Tolerance for a Soviet conquest of East Asia

Assume no WWII in Europe. Japan attacks and gets stuck in China, until the USSR goes to war with it with the objective of grabbing Manchuria, Korea and whatever else can be conveniently conquered sometime in the 1940s or so. Presumably the Soviets win, and press onwards. How much of China, Korea and Japan would the remaining world powers allow the Soviets to subjugate before deciding that Stalin must be stopped?
 
Agreed- Whatever they can grab- Which in my view, is all of China, Korea, and Sakhalin (if the Soviet side is lucky or well-fortified from the start). The obstacles to an amphibious invasion of the home islands of Japan would be insuperable in my view.

Japan, by it's conduct in the Sino-Japanese War and alignment with European rogue states, had forfeited all western sympathy against the Soviet Union, regardless of how much the USSR was a pariah in the international system.

Plus, the western powers just really didn't want to have wars with anyone if they could help it.

Soviet attacks will be viewed in Washington, London and Paris as just desserts and appropriate comeuppance for Japan. Russian moves in East Asia would begin to alienate the west only if/when the Soviets clash with the Chinese Nationalist government, or threaten European colonial possessions. Even here, western powers will be mostly concerned with their own possessions, not each other's. IE, Soviet or later ChiCom sponsored guerrilla warfare in Indochina will mainly bother Paris, not Washington. Threats to Burma, Nepal, India would bother London, not Washington.

Now, the Soviets are not foreordained to make any moves at all. Their probable judgement will be that the juice is not worth the squeeze.

However, if they decide that the cost is reasonable, their war aims will likely center of reversing the verdict of the Russo-Japanese War, restoring South Sakhalin and influence in all Manchuria at a minimum, with a probable desire to gain dominant influence in Korea, and northern China. But, unless alienated by the Chinese Nationalists and sensing weak or non-existent local and global opposition, Moscow will likely handle it's relations with the Chinese Nationalists delicately. If they do so, the Chinese Nationalists will be unhappy at Soviet aggrandizement, but it's not their worst-case scenario because it gets Japan off their back, and a Soviet Manchuria or Korea is a buffer against renewed Japanese aggression deep into China.
 
What is the result of a USSR that is butterflied out of WW2 and unleashes a campaign of conquest in East Asia, stretching to Southeast Asia? Would this lead to a jump in GDP that would lengthen the long term prospects of the USSR, or is USSR economics so bad that all it does is stunt the development of Asia economically?
 
What is the result of a USSR that is butterflied out of WW2 and unleashes a campaign of conquest in East Asia, stretching to Southeast Asia?

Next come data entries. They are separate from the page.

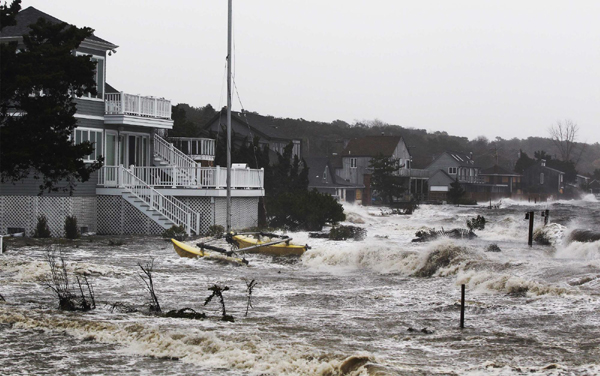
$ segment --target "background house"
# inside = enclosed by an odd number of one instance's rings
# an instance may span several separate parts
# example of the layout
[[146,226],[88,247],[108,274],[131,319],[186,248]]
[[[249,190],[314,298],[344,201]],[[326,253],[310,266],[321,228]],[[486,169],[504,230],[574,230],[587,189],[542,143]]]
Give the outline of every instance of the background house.
[[328,193],[339,201],[354,202],[356,190],[364,185],[354,185],[336,178],[328,157],[304,158],[308,167],[308,189],[316,189],[320,193]]
[[370,205],[370,175],[373,172],[370,163],[373,157],[379,155],[398,160],[396,174],[406,178],[407,191],[413,185],[413,179],[421,181],[420,187],[423,189],[424,181],[429,177],[428,172],[412,168],[410,152],[401,136],[366,136],[350,140],[342,153],[332,160],[336,181],[356,187],[364,186],[356,190],[355,199],[363,205]]
[[473,153],[445,151],[425,168],[429,171],[429,199],[446,200],[450,184],[458,180],[467,193],[483,191],[484,180],[479,176]]
[[565,173],[546,166],[542,159],[523,170],[523,191],[541,199],[561,197],[565,191]]

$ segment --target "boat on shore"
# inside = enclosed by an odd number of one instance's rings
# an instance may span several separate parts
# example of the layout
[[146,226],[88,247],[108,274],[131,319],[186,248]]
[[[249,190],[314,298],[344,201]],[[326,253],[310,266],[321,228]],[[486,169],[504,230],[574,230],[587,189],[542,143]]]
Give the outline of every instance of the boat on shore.
[[[180,242],[175,239],[171,239],[171,242],[173,243],[173,248],[175,248],[175,252],[177,252],[177,254],[180,257],[187,257],[187,258],[202,257],[207,260],[214,260],[214,261],[224,262],[224,263],[228,263],[228,264],[248,265],[248,261],[246,261],[245,259],[239,258],[239,257],[233,257],[233,255],[232,255],[233,252],[231,252],[231,251],[225,251],[225,250],[222,250],[217,247],[210,247],[210,249],[213,250],[214,252],[206,252],[205,248],[208,249],[208,246],[196,248],[194,246],[185,244],[185,243]],[[219,249],[219,250],[217,250],[217,249]]]
[[302,256],[308,245],[291,243],[292,238],[274,234],[234,234],[228,242],[242,253],[259,253],[269,256]]

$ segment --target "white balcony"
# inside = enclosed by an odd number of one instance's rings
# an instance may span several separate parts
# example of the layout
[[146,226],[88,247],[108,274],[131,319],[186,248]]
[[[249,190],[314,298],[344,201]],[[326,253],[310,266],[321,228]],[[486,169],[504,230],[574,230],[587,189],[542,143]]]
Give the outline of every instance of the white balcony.
[[130,124],[171,129],[171,101],[142,95],[106,93],[104,101],[107,124]]
[[169,137],[169,141],[194,161],[215,160],[215,140],[197,137]]
[[[98,186],[102,188],[120,188],[123,177],[119,166],[103,166],[98,174]],[[227,188],[227,169],[225,167],[132,167],[136,178],[152,188],[161,189],[163,194],[186,196],[222,196]],[[264,169],[232,169],[231,188],[237,191],[235,196],[262,196],[264,192]],[[166,191],[163,191],[165,189]],[[257,193],[257,190],[260,191]],[[207,191],[220,191],[209,194]],[[243,191],[243,193],[242,193]],[[252,193],[254,191],[254,193]]]

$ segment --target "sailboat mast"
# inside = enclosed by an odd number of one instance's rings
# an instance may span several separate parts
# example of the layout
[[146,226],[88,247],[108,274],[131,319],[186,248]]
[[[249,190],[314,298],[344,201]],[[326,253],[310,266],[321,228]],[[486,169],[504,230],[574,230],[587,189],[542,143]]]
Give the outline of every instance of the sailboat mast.
[[227,19],[227,232],[231,231],[231,23],[232,1],[229,0]]

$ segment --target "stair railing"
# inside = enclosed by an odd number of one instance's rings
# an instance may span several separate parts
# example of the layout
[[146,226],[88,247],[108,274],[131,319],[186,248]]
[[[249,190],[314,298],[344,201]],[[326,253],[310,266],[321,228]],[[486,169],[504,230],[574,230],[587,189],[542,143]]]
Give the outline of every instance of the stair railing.
[[[167,161],[170,166],[175,167],[173,173],[176,173],[177,169],[189,171],[198,167],[196,161],[156,133],[154,134],[154,154]],[[176,176],[173,176],[173,181],[177,181]],[[186,174],[183,181],[187,182],[184,184],[186,186],[194,185],[195,175]]]
[[197,166],[192,158],[156,133],[154,134],[154,154],[167,161],[171,166],[189,168]]
[[175,197],[161,194],[123,166],[119,166],[119,177],[121,186],[128,193],[144,201],[175,224],[183,225],[188,235],[191,235],[192,231],[196,235],[200,233],[200,213],[196,213]]

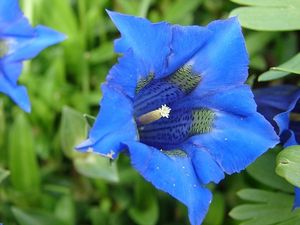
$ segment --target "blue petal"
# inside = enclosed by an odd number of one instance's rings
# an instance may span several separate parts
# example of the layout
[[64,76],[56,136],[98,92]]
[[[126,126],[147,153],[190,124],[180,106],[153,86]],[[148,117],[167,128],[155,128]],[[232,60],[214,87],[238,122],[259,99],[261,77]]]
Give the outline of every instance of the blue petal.
[[195,172],[201,183],[219,183],[224,179],[221,167],[212,158],[207,149],[195,145],[185,145],[183,149],[192,158]]
[[294,209],[300,207],[300,188],[295,187],[295,200],[294,200]]
[[3,63],[0,60],[1,72],[6,74],[5,78],[11,85],[17,85],[19,76],[21,75],[23,65],[21,62]]
[[0,72],[0,92],[8,95],[11,99],[20,106],[25,112],[30,112],[30,101],[23,86],[13,85]]
[[115,42],[115,50],[125,53],[132,49],[157,78],[186,63],[212,33],[205,27],[151,23],[143,18],[107,12],[122,35]]
[[18,0],[0,1],[0,15],[0,37],[33,33],[33,28],[20,10]]
[[185,64],[193,57],[206,42],[213,32],[200,26],[172,26],[171,54],[168,56],[168,70],[170,74]]
[[201,186],[190,157],[169,156],[139,142],[126,142],[131,163],[156,188],[184,203],[192,225],[203,221],[211,202],[211,193]]
[[289,114],[300,99],[300,89],[292,85],[280,85],[254,91],[258,111],[279,128],[281,135],[289,129]]
[[214,21],[207,28],[213,35],[187,63],[202,77],[198,88],[205,93],[244,83],[249,61],[238,20]]
[[[7,18],[9,17],[10,15]],[[23,20],[22,18],[21,20]],[[17,86],[17,80],[22,70],[22,61],[35,57],[44,48],[64,39],[64,35],[43,26],[35,28],[33,36],[5,37],[4,40],[8,44],[9,50],[0,60],[0,91],[10,96],[24,111],[29,112],[30,102],[26,89]]]
[[35,57],[40,51],[50,45],[63,41],[66,37],[50,28],[37,26],[35,35],[28,37],[11,37],[9,52],[4,57],[4,62],[15,62]]
[[113,158],[116,158],[124,150],[123,141],[137,139],[132,101],[114,87],[104,84],[102,91],[100,113],[90,130],[88,140],[77,146],[77,149],[92,149],[103,155],[113,151]]
[[142,64],[132,51],[128,51],[112,67],[106,80],[125,95],[134,98],[138,80],[142,79],[142,75],[146,74],[145,65]]
[[244,169],[278,142],[273,127],[256,112],[253,95],[246,85],[201,98],[189,96],[173,107],[207,107],[215,112],[211,132],[191,137],[188,143],[205,148],[226,173]]
[[201,89],[192,92],[172,108],[207,107],[216,111],[247,116],[256,113],[256,103],[248,85],[229,86],[203,94]]
[[258,113],[245,117],[216,112],[212,131],[193,136],[188,143],[205,148],[224,172],[232,174],[274,147],[278,137]]
[[151,23],[146,19],[107,11],[122,37],[116,41],[115,50],[134,54],[147,65],[149,72],[157,77],[163,74],[170,54],[172,29],[167,23]]

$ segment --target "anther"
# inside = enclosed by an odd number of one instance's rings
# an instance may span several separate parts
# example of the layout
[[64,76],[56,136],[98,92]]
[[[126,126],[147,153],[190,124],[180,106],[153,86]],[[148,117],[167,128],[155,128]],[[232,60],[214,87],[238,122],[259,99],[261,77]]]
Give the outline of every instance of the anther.
[[160,108],[148,112],[139,118],[137,118],[138,124],[149,124],[161,118],[169,118],[171,112],[171,108],[167,105],[162,105]]

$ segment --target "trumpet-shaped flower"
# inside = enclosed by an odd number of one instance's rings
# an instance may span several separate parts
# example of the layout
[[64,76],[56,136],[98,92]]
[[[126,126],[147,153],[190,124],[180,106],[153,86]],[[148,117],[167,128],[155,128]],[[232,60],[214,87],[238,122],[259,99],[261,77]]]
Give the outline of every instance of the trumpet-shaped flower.
[[111,159],[128,152],[133,167],[184,203],[199,225],[212,198],[205,185],[244,169],[278,139],[244,85],[240,25],[231,18],[184,27],[108,13],[121,33],[115,51],[122,56],[77,149]]
[[[285,147],[300,144],[300,88],[280,85],[255,90],[258,111],[277,129]],[[295,188],[294,207],[300,207],[300,188]]]
[[30,102],[26,88],[17,84],[22,62],[64,39],[64,35],[47,27],[31,27],[19,8],[18,0],[1,0],[0,92],[29,112]]

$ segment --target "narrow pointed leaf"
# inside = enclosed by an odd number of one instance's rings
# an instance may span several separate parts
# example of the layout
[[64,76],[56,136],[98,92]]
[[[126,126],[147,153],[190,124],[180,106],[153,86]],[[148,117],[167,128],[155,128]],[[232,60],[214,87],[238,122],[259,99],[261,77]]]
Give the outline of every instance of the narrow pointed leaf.
[[278,78],[283,78],[290,73],[300,74],[300,53],[292,57],[287,62],[277,66],[272,67],[269,71],[261,74],[258,81],[269,81]]
[[6,177],[8,177],[9,176],[9,171],[8,170],[5,170],[5,169],[2,169],[1,167],[0,167],[0,184],[1,184],[1,182],[6,178]]
[[9,132],[9,169],[13,186],[20,191],[36,192],[40,174],[32,128],[23,113],[17,115]]

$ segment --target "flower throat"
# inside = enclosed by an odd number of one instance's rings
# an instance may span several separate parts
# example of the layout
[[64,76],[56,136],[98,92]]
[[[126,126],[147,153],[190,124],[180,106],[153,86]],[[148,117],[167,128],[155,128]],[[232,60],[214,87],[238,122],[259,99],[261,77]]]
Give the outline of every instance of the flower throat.
[[207,108],[179,107],[200,84],[191,66],[154,79],[149,74],[136,87],[134,114],[140,141],[159,149],[174,149],[190,136],[211,131],[215,113]]

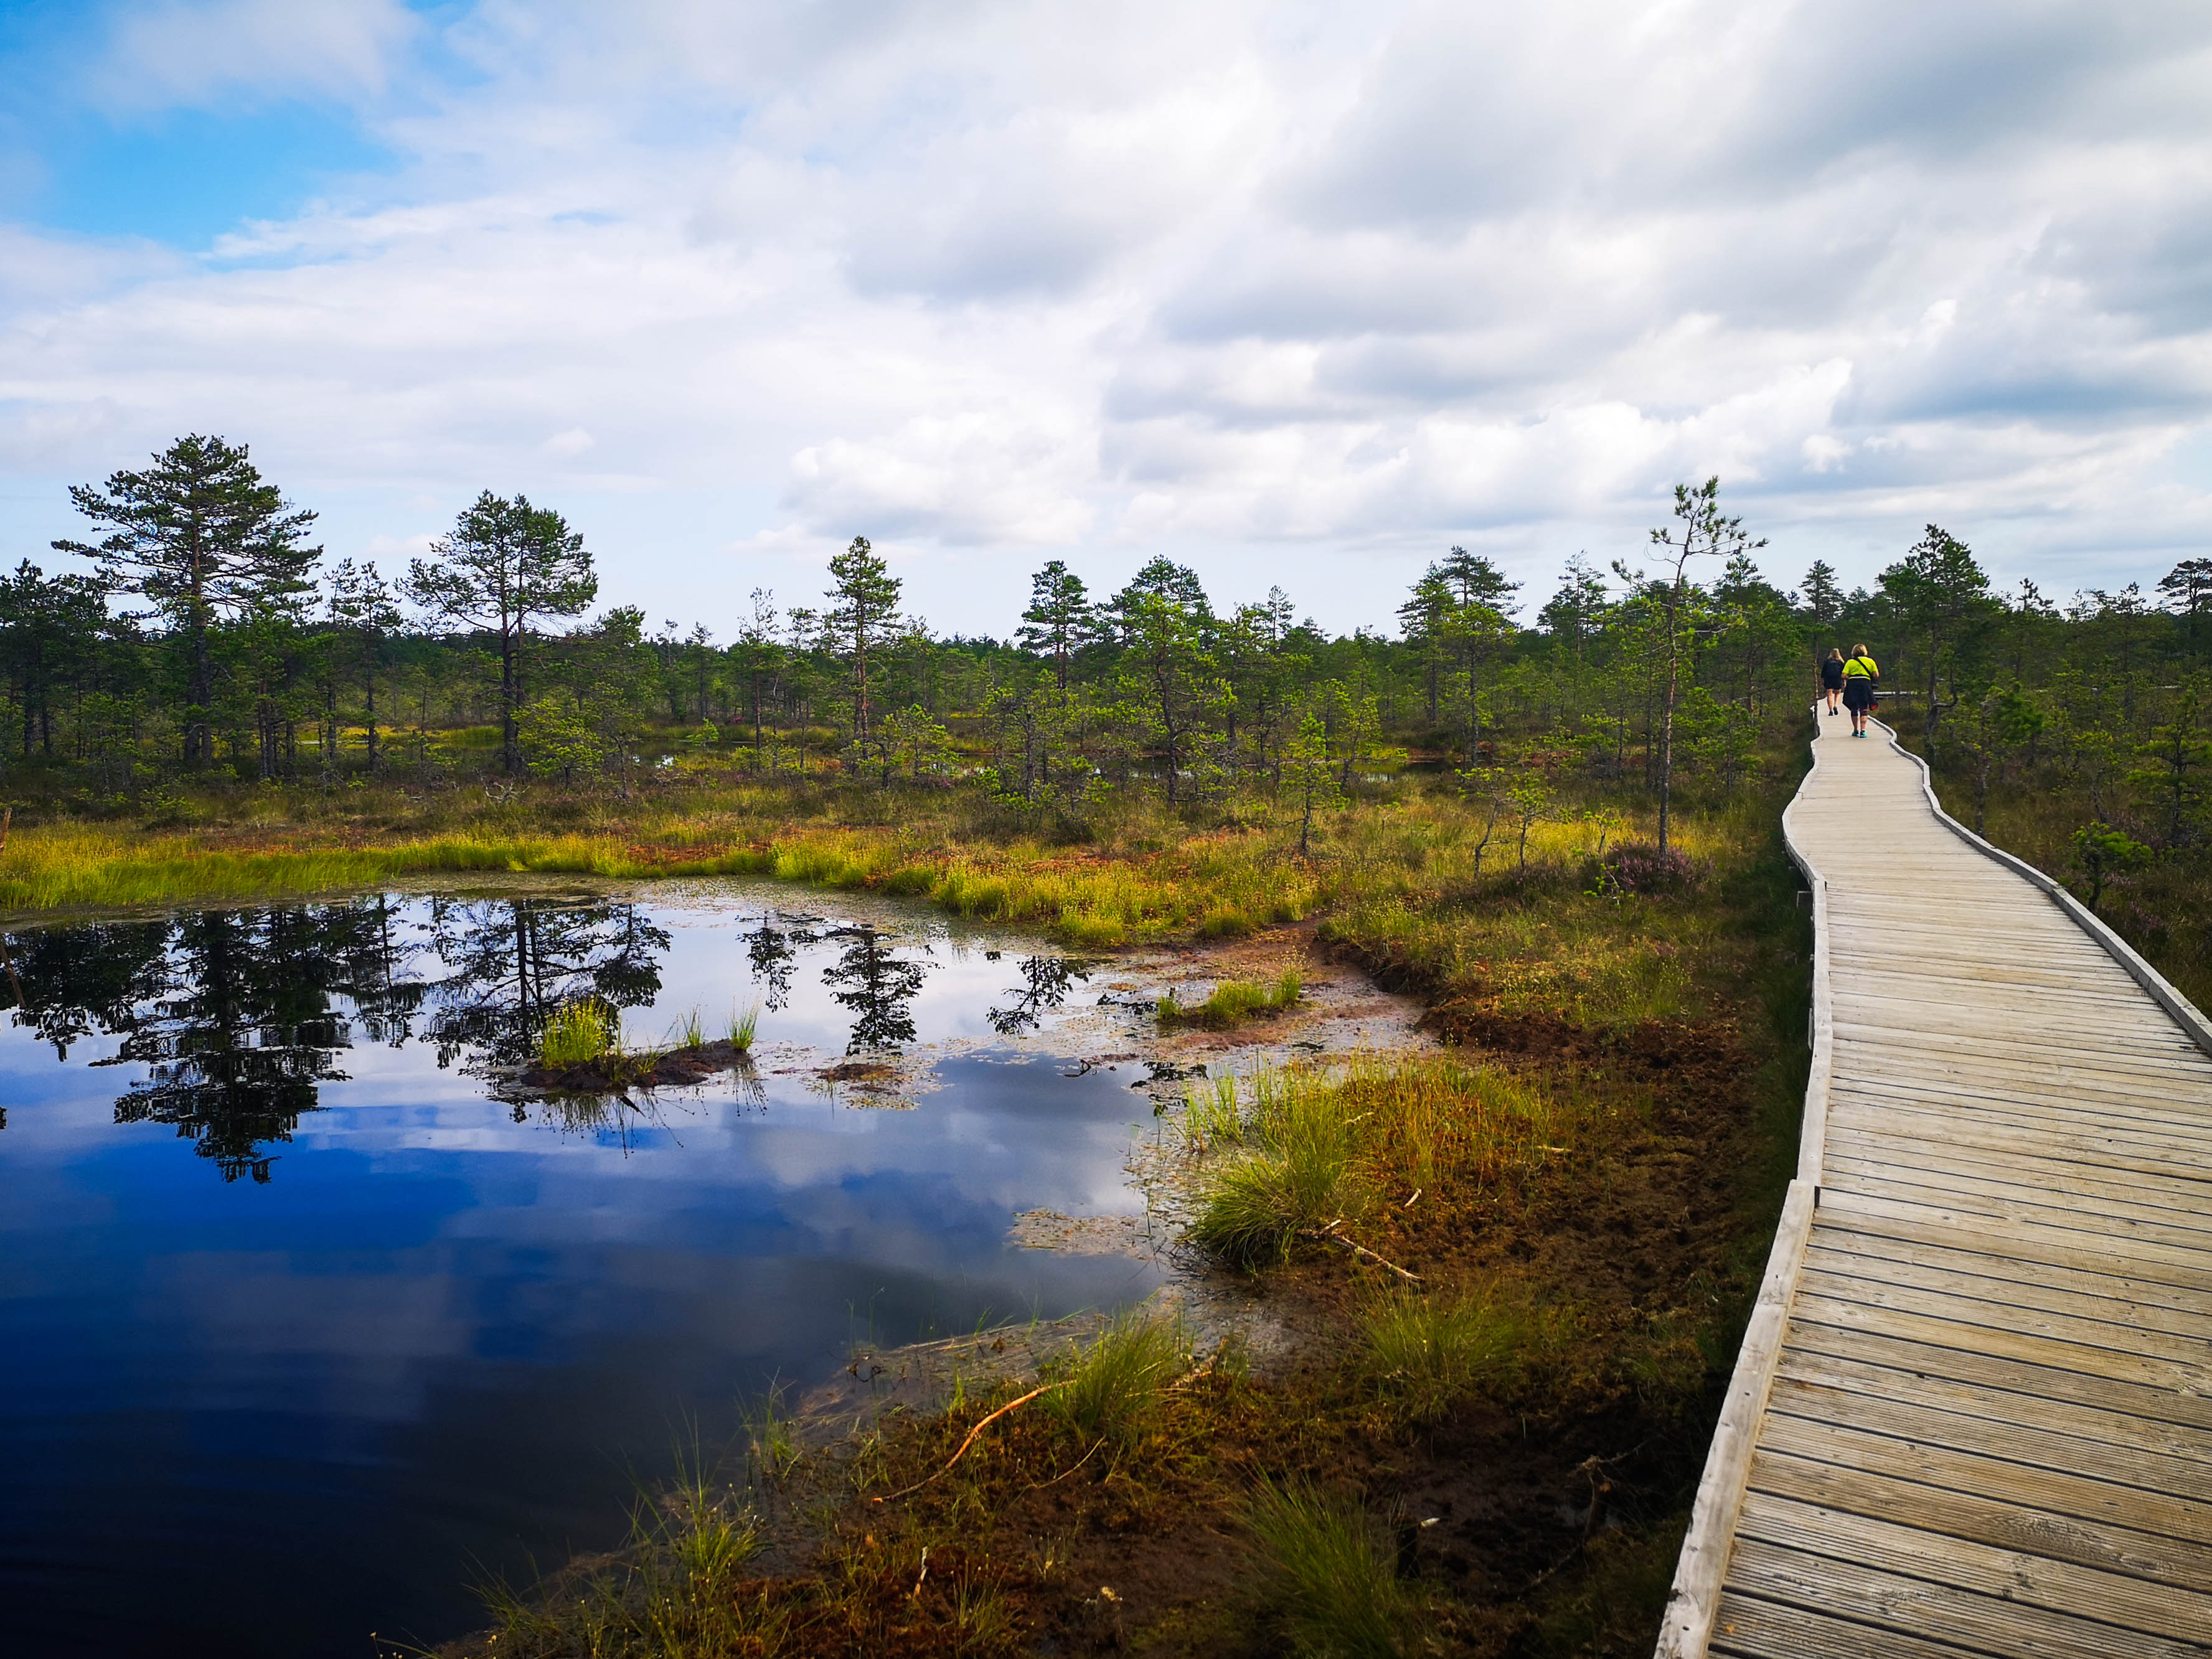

This is an unlikely scenario, especially the "stretching to Southeast Asia" part, but I will entertain the possibility.


Would this lead to a jump in GDP that would lengthen the long term prospects of the USSR,

Conquest of East and Southeast Asia (sans Japan) is not going to majorly increase Soviet GDP. The cost to take over, organize and develop the regions will be high, and will be less "lucrative" than domination over eastern Germany, Poland, Czechoslovakia and Hungary. With Japan (which I think is highly implausible), the Soviets will gain more value from Asian expansion.

Avoidance of WWII, rather than gains in Asia, would preserve so much infrastructure and population in the European Soviet Union that its GDP is much higher- now that gives the USSR a better material basis to thrive and survive in the future compared to OTL. Of course, while materially the USSR will stronger, in political and moral terms, without victory in the Great Patriotic War, the USSR may be a less cohesive society, with a greater chance of possible revolt or civil war or self-inflicted wounds based on ideological campaigns.




or is USSR economics so bad that all it does is stunt the development of Asia economically?

The first decades of Soviet domination will be good for economic development of the region. Literacy and industrial production will increase even faster than OTL. It's after the industrial base is built and significant urbanization and education increases that the problems of being disconnected from market mechanisms and global trade will begin to slow the Asian states down. Remember, these states are coming from such a low base that they are bound to grow a great deal under almost any regime for quite awhile.